Psychological Science
The field of psychology can be defined as the scientific study of behavior, mental processes, and their physiological underpinnings.
The Psychological Science curriculum at Vassar is extraordinarily broad and deep, supported by a faculty whose areas of expertise encompass the full spectrum of academic psychology—cognition and perception, social and personality theory; developmental, experimental, behavioral, and clinical psychology, statistical methodology, and experimental design; health psychology; individual differences; cross-cultural psychology; sports psychology; and genetic and comparative psychology. Members of the department are also actively involved in the Program in Neuroscience and Behavior, an interdisciplinary program that applies the perspectives and research methodologies of biology and psychology to the study of the brain and behavior.
At all levels, students have opportunities to work closely with faculty on significant research.
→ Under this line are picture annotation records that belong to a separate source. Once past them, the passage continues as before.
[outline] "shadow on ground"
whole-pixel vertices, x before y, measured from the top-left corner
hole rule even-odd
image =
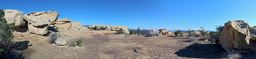
[[[222,53],[225,52],[218,44],[195,44],[185,47],[175,52],[180,57],[186,57],[221,59]]]

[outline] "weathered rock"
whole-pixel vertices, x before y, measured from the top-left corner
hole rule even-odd
[[[241,20],[229,21],[225,23],[219,37],[222,48],[226,50],[240,48],[244,50],[250,50],[249,27],[248,23]]]
[[[167,29],[165,28],[159,29],[159,31],[160,31],[160,33],[162,34],[167,33],[168,33]]]
[[[25,25],[23,21],[23,12],[17,10],[6,9],[4,11],[4,18],[7,23],[15,23],[15,26],[20,26]]]
[[[24,16],[24,19],[28,22],[28,30],[31,33],[44,35],[48,33],[51,23],[38,17]]]
[[[91,30],[99,30],[99,28],[106,28],[106,29],[105,30],[111,30],[111,26],[107,26],[106,25],[93,25],[92,26],[88,26],[87,28]]]
[[[71,27],[70,28],[77,29],[77,28],[80,28],[81,27],[82,27],[82,23],[81,23],[81,22],[71,22]]]
[[[53,22],[56,21],[59,15],[59,14],[53,11],[42,11],[40,12],[31,12],[25,15],[30,15],[35,16],[43,20]]]
[[[70,29],[71,20],[67,18],[59,18],[52,23],[50,26],[56,26],[58,29]]]
[[[59,37],[55,41],[55,44],[59,46],[66,46],[67,45],[67,41],[64,39],[62,37]]]

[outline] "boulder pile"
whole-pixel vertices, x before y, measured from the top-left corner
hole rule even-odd
[[[250,26],[245,21],[229,21],[220,28],[219,39],[222,48],[225,50],[241,48],[249,50]]]

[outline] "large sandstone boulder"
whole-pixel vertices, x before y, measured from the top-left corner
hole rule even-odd
[[[55,41],[55,44],[59,46],[66,46],[67,45],[67,41],[64,39],[62,37],[59,37],[57,38]]]
[[[44,35],[47,33],[51,22],[39,18],[31,16],[24,16],[28,22],[28,30],[31,33]]]
[[[81,23],[81,22],[71,22],[71,27],[70,28],[77,29],[77,28],[80,28],[81,27],[82,27],[82,23]]]
[[[4,18],[7,21],[7,23],[15,23],[15,26],[20,26],[25,25],[23,21],[23,13],[17,10],[6,9],[4,11]]]
[[[56,26],[58,29],[69,29],[71,27],[71,20],[67,18],[59,18],[52,23],[50,26]]]
[[[25,15],[30,15],[35,16],[43,20],[53,22],[56,21],[59,15],[59,14],[53,11],[42,11],[40,12],[31,12]]]
[[[222,48],[226,50],[250,49],[250,26],[244,20],[229,21],[220,33],[219,40]]]

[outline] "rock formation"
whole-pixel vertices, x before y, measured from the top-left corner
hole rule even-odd
[[[35,16],[43,20],[53,22],[56,21],[59,15],[59,14],[53,11],[42,11],[40,12],[31,12],[25,15],[30,15]]]
[[[222,48],[225,50],[238,49],[250,49],[250,26],[244,20],[229,21],[220,31],[219,40]]]
[[[92,26],[90,26],[87,27],[87,28],[90,29],[90,30],[98,30],[98,29],[101,27],[103,28],[107,28],[105,30],[114,30],[114,31],[118,31],[120,29],[122,28],[123,29],[124,32],[127,34],[129,33],[129,31],[127,29],[127,27],[126,26],[107,26],[106,25],[93,25]]]
[[[30,33],[44,35],[48,32],[51,24],[48,21],[31,16],[24,16],[24,19],[28,22],[28,30]]]
[[[26,32],[27,30],[27,25],[24,21],[23,13],[17,10],[6,9],[4,11],[5,13],[4,18],[7,23],[14,23],[14,31]]]
[[[69,29],[71,26],[71,20],[67,18],[59,18],[52,23],[50,26],[56,26],[58,29]]]
[[[256,26],[250,27],[250,36],[254,41],[256,41]]]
Some current areas of faculty research include positive emotions and coping, psychology in the law, brain development and behavior in adolescence, personality disorders and interpersonal processes, behavioral neuroendocrinology and gene expression, and knowledge and cognition in humans and artificial agents, to name a few.
About the Department
According to An Administrative History of Vassar College 1861–2003, the first classes on the subject of mental processes were offered by the Philosophy Department under the name “Mental Philosophy” beginning in 1865. Psychological Science became a department in its own right in 1911 under the guidance of Margaret Floy Washburn, the first professor of Psychological Science at Vassar, the first woman to receive a Ph.D. in psychology in the U.S., and also the first woman in the U.S. to establish a psychological laboratory. Over the course of her Vassar career (1903–1937), Washburn mentored 177 students and oversaw 69 published studies.
While the scope of the Psychological Science Department has increased exponentially since Washburn’s time, the department’s emphasis remains on scientific research and the methods by which it is carried out. The major is structured in such a way as to require students to become familiar with a variety of subfields within the discipline while also allowing opportunities to achieve depth and to conduct research in particular subareas.
The department is headquartered in New England Building, recently renovated from the studs out as part of the college’s Integrated Science Initiative. The newly designed space includes state-of-the-art laboratories for research in physiology, neurochemistry, and experimental learning, as well as an electrophysiology suite and observation/testing suites with sophisticated audio and video recording equipment for the study of personality and social behavior.